Shouldn't the extent of libvirt's "management" be nothing more than
using it and handling when the connection dies by some action defined
for the device that's using it (e.g. domain shutdown, domain pause,
device hot unplug)?. Subsequent hot-plug's would need to determine that
the connection to the daemon can be made; otherwise, the attempt fails.
That may need to be something checked after the device add. Defining the
close action on a device by device basis allows the domain configurer to
make a choice based on whether it's a boot/system/important disk/lun or
just something being used for something.
Another random, but related thought... QEMU has made this change to add
this PR daemon to manage something and communicate with libvirt by some
defined socket... Someone else says, great idea, let's copy that and
libvirt will be able to manage it. After all imitation is a form of
flattery. That leaves libvirt trying to fit this new thing into the
existing model - either by liberally copying the same code and changing
the names to protect the innocent or refactoring to generate common
paths for separate technologies.
Still in the long run what we have for the current mechanism is a socket
by path. So if we consider that the common point why not have a way to
define socket paths to external daemon's by path. IOW: Trying to make
this generic enough that we can just have a "type" that would be able to
label the type of socket (e.g. "PR")
<disk>...
<source>..
<socket type='unix' path='/path/to/socket.sock'
mode='client|server'
closeaction='shutdown|pause|unplug'
[daemon='/path/to/daemon'
args='list of daemon args']>NAME</socket>
Where :
optional daemon & args will be used to spin out a new daemon
NAME is just some string, but must be UNIQUE amongs other sockets
(we could store these in a hash table any number of sockets)

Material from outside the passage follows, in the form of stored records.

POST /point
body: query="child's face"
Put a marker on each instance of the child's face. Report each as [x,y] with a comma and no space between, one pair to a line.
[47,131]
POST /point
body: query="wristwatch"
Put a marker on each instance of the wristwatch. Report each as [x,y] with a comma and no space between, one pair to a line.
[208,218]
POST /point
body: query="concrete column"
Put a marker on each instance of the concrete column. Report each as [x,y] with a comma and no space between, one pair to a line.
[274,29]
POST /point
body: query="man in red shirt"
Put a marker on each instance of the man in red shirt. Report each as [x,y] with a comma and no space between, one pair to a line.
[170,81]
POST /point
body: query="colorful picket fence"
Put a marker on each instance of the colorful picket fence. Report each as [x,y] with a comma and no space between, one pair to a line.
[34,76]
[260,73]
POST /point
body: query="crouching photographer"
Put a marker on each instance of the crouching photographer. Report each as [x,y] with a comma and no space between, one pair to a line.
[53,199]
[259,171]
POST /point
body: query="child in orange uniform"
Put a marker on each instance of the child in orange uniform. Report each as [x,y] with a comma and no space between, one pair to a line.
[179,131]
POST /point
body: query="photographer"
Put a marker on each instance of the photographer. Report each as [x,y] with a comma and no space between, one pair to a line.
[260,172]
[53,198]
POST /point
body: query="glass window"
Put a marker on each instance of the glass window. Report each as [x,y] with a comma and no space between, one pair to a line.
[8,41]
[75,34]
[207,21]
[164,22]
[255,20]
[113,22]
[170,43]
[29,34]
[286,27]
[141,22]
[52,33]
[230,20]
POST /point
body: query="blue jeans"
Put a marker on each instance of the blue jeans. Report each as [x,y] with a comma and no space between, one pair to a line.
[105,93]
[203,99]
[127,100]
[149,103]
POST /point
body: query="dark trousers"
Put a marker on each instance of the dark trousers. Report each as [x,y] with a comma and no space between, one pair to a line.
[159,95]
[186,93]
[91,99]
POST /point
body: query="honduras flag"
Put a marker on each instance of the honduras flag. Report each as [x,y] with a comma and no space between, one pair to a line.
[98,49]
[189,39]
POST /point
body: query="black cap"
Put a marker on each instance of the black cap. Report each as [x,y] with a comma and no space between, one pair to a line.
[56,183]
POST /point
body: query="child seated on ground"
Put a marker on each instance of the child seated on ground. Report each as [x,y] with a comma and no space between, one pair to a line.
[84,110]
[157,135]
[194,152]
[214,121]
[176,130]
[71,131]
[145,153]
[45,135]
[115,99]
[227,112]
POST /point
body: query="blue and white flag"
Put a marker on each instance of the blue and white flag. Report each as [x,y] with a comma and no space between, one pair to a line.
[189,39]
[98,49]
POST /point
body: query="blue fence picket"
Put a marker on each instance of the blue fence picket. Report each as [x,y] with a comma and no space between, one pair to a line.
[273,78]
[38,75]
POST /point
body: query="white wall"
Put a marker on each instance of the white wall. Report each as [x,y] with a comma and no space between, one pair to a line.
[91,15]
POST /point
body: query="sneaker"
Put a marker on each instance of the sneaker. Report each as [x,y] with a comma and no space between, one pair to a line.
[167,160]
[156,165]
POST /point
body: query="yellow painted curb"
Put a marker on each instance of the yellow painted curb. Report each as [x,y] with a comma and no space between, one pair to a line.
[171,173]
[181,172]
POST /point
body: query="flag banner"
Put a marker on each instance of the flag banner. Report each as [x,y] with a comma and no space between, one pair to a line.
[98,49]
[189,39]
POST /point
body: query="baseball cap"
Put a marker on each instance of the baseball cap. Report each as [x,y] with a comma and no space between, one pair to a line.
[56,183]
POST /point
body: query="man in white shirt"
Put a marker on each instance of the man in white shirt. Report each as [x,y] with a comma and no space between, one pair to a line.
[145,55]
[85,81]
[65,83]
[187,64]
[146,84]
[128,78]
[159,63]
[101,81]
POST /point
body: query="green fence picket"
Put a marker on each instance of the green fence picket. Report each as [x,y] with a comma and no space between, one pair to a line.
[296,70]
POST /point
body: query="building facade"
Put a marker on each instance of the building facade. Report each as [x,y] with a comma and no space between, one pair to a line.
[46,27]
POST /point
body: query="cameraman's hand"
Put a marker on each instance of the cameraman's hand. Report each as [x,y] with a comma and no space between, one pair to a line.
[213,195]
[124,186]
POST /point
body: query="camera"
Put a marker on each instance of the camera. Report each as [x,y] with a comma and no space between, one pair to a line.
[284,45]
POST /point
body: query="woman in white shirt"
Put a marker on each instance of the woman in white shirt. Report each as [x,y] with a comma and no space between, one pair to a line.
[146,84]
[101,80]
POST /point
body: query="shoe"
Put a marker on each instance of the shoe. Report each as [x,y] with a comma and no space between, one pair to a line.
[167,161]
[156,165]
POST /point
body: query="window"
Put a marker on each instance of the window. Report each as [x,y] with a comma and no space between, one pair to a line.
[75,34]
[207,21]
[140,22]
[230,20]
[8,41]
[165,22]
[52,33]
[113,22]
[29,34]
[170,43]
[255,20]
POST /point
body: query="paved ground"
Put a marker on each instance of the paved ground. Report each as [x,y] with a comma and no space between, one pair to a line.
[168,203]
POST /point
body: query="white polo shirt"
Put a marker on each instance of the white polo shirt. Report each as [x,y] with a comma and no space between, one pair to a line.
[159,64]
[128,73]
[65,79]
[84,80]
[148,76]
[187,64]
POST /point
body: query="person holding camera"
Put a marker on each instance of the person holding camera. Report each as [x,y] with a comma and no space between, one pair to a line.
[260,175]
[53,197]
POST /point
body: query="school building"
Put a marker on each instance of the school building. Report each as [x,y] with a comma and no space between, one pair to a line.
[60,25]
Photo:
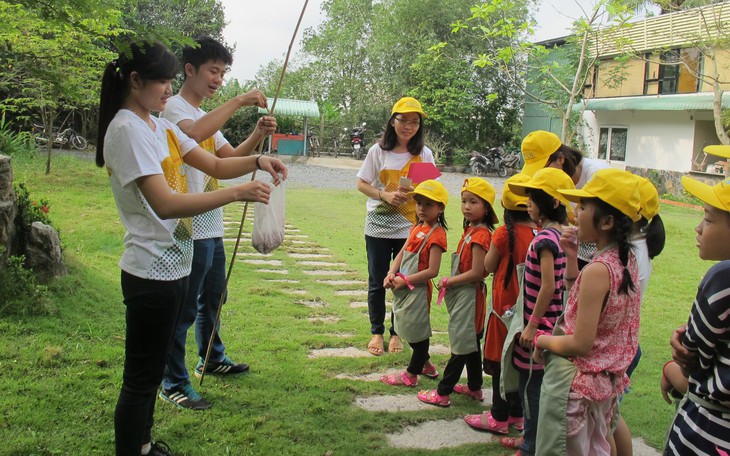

The thought behind 'daemon' attribute is to avoid the qemu.conf
changes... The args allows defining a way to start the daemon debug or
however it's desired - it's just a string copied/passed to the daemon.
I would think it's up to daemon code to make all the rules and manage
everything including security, cgroups, acls, etc. etc. We don't care if
it's a LUN, a Disk, an LV, a Block device, etc. If the daemon wants to
somehow support migration, then have at it. We probably should be as
hands off as possible.
OK - rambled on long enough ;-)
John
FWIW: Coverity issues found in current series...
Patch 9:
* In qemuProcessSetupOnePRDaemon, @pidfile is NULL if jump to cleanup
if prHelperName is not executable causing a unlink(NULL) which is bad.
Also the @cfg is leaked.
Patch 10:
* In qemuDomainObjPrivateXMLParsePRs, virXPathNodeSet can return a -1
into an unsigned @n value, thus the subsequent for loop will take a while.